O jovem colocou o pedaço de papel no bolso e se dirigiu ao porão. Era um lugar escuro, úmido e com muitas quinquilharias. Era ali que John se afastava do mundo e ia fazer o que mais gostava: fabricar relógios. Em toda aquela técnica ele via algo de sensacional, algo que lhe dava prazer. Quando era ainda criança, aprendeu a consertar relógios com seu avô, não tardou, aprendeu a fabricá-los. Sentia-se realmente importante naquele momento. Sentia que suas mãos eram instrumentos divinos, embora não tivesse deixado de acreditar em Deus depois que sua amada esposa falecera. Às vezes, quando estava sozinho em sua cama e não conseguia dormir, lembrava do sorriso de Beatrice: como ela era doce. Nem quando estava com raiva dele, quando ficava até tarde trabalhando, ela era rude. De tão delicada, parecia uma rosa.

John se sentia culpado pela morte da esposa. Embora o médico tenha feito todo o necessário para deixar sua esposa viva, ela não resistiu. Chegou a amaldiçoar seu filho, que tirou a vida de sua amada.

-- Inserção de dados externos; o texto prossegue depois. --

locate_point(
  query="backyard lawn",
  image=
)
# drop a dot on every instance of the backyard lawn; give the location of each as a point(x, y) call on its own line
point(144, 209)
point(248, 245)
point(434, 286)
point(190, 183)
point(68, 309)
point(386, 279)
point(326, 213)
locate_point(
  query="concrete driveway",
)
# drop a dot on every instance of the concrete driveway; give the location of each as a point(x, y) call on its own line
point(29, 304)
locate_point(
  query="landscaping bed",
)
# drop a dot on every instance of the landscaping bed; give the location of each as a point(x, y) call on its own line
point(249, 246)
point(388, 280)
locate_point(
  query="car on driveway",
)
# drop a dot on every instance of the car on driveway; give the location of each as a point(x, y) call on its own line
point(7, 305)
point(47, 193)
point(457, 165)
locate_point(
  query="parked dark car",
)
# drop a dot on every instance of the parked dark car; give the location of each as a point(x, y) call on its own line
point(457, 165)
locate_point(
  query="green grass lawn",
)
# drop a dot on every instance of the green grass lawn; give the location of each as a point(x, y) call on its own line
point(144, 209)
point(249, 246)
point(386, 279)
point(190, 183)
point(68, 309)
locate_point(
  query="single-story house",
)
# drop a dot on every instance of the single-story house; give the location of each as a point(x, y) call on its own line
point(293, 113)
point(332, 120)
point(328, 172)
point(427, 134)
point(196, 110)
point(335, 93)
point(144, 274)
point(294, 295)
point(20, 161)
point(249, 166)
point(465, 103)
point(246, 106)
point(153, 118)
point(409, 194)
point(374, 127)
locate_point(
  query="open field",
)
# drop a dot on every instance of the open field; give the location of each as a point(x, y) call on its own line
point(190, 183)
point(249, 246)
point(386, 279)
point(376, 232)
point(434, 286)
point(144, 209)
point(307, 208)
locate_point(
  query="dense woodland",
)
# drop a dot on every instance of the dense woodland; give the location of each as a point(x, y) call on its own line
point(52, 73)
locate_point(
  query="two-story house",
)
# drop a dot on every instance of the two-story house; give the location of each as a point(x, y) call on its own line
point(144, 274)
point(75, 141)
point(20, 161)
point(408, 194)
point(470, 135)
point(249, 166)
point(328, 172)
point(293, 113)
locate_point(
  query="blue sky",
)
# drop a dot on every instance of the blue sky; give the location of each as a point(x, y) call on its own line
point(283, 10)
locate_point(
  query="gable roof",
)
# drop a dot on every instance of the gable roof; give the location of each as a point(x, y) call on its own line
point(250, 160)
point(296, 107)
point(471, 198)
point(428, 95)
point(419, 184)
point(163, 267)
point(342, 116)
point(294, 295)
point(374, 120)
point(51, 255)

Mas Beatrice queria tanto um filho que ele se sentia obrigado a isso. Talvez ela desejasse tanto por não receber a devida atenção do esposo. E de fato, isso acontecia. A bela sentia-se sozinha e isso era claramente observado. Quando viu a barriga crescendo, se encheu de alegria, parecia uma outra mulher. Tudo era o bebê. Tudo era para o bebê. John chegou a sentir ciúmes da criança, pois aquele “forasteiro”, como se referia ao filho, era mais merecedor da atenção de Beatrice que ele.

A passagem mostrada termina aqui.